Si tout doit changer, alors nous devons nous donner un espace pour discuter, planifier, accompagner et débattre des réformes importantes nécessaires pour enclencher cette transition profonde de notre économie. C’est une composante essentielle du deal qui doit accompagner la transition. Une composante sociale et démocratique plutôt qu’uniquement technologique. Car, ce qui doit changer, ce n’est pas uniquement telle technologie de chauffage ou de motorisation, l’usage de telle matière ou l’extraction de telle ressource, ce sont également les rapports sociaux, habitudes, attentes et aspirations économiques qui encadrent nos manières de produire, de consommer et de subsister. C’est peut-être là, l’innovation la plus importante que proposent les 101 idées du Pacte, une idée qui converge avec des revendications portées par plusieurs acteurs au Québec, dont les mouvements syndicaux et environnementaux: la transition écologique est plus qu’une simple question d’électrification ou de modernisation technologique. C’est une occasion de revoir le développement économique du Québec et de toutes ses régions en se donnant des espaces démocratiques capables d’orienter ce développement par le biais de la concertation, et ce, en vue d’une transition porteuse de justice sociale.
C’est en ce sens que Le Pacte demande que les investissements massifs que requièrent « la relance par la transition » soient un levier pour un développement économique orienté par des « chantiers régionaux de la transition » qui fonctionnent par la concertation. Ces chantiers sont un espace de planification et de délibération des options économiques qu’implique la transition. Ils accompagnent également les communautés dans une transition qui renforce l’autonomie et la résilience des régions et localités, tout en contribuant à une démocratisation de l’économie et à la lutte aux inégalités. Ces chantiers prioriseront des formes d’entreprises ancrées dans les communautés, comme les coopératives, les entreprises d’économie sociale, les petites entreprises familiales ou du secteur public, plutôt que les multinationales qui ne connaissent d’autre ancrage que les marchés financiers globalisés.
Le Québec a longtemps bénéficié de structures régionales et locales qui ont balisé son développement par le biais d’une concertation entre acteurs socio-économiques.
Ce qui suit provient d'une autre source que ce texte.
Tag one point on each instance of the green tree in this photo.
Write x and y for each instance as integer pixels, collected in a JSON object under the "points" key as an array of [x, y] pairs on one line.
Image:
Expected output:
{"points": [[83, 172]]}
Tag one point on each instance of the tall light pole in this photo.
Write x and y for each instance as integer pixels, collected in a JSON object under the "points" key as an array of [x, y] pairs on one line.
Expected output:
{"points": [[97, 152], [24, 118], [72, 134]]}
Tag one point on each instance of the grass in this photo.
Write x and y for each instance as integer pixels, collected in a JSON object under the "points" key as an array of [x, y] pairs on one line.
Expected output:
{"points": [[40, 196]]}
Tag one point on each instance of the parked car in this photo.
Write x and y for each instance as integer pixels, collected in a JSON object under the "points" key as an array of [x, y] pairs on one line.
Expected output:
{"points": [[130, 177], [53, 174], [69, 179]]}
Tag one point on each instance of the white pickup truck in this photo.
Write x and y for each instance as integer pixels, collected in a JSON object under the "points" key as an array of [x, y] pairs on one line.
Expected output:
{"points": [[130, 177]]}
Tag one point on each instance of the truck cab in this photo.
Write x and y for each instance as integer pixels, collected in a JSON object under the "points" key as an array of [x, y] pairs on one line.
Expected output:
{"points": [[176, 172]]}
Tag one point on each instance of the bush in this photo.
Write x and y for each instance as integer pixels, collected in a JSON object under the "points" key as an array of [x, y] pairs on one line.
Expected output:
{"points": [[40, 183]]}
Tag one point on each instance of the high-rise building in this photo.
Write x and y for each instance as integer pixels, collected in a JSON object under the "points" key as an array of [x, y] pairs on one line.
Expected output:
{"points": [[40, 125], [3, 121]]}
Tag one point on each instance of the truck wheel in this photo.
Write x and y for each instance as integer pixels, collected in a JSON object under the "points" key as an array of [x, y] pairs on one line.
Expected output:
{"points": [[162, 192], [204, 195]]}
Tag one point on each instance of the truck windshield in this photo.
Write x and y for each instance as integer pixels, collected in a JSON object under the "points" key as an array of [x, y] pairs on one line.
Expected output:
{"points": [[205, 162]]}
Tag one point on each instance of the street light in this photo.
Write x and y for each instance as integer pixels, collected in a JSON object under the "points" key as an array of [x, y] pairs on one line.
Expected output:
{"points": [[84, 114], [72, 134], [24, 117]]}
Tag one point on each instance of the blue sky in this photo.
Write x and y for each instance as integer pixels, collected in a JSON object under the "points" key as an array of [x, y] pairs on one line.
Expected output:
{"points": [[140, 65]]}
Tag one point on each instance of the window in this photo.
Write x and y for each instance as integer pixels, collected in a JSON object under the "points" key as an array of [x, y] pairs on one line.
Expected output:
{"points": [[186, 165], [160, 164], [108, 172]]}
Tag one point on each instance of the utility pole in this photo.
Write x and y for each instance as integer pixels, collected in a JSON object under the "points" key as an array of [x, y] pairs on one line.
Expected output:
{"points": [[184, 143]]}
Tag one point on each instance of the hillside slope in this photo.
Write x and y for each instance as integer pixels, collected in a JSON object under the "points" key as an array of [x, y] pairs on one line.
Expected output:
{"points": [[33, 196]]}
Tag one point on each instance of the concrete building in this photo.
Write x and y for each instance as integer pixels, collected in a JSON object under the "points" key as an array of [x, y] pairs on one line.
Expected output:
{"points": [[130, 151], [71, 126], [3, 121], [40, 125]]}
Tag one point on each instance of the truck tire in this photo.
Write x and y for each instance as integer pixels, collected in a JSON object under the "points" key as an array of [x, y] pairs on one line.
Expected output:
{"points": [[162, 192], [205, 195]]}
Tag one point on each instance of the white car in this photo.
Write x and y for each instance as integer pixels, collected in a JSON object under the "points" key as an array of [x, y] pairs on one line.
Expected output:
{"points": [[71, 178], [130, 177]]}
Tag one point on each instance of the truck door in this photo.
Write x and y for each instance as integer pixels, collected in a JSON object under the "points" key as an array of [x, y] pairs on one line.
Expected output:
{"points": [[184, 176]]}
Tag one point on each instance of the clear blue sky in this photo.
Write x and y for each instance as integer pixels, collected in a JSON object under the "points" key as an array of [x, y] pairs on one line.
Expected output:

Ce n‘est que récemment qu’elles ont été détruites et marginalisées par les réformes d’austérité du gouvernement Couillard. Nous croyons, avec d’autres, que la relance par la transition doit reposer sur la renaissance de telles instances et la concertation démocratique qui les anime et fonde leur légitimité publique. La COVID nous a appris que tout peut changer soudainement, et que l’État a la capacité de remodeler profondément nos modes de vie et attentes. Si tout doit changer profondément, et pour longtemps, mieux vaut que ce changement soit orienté et balisé par des institutions qui reposent sur une participation démocratique élargie. Pour que les débats se fassent, les points de vue se confrontent et les décisions se prennent de la manière la plus éclairée possible. Éclairée par la science et l’expertise, certes, mais également par l’expérience et les savoirs locaux et ancrés dans la vie des collectivités qui sont amenés à changer. Tel est le « Deal » que propose Le Pacte pour la transition.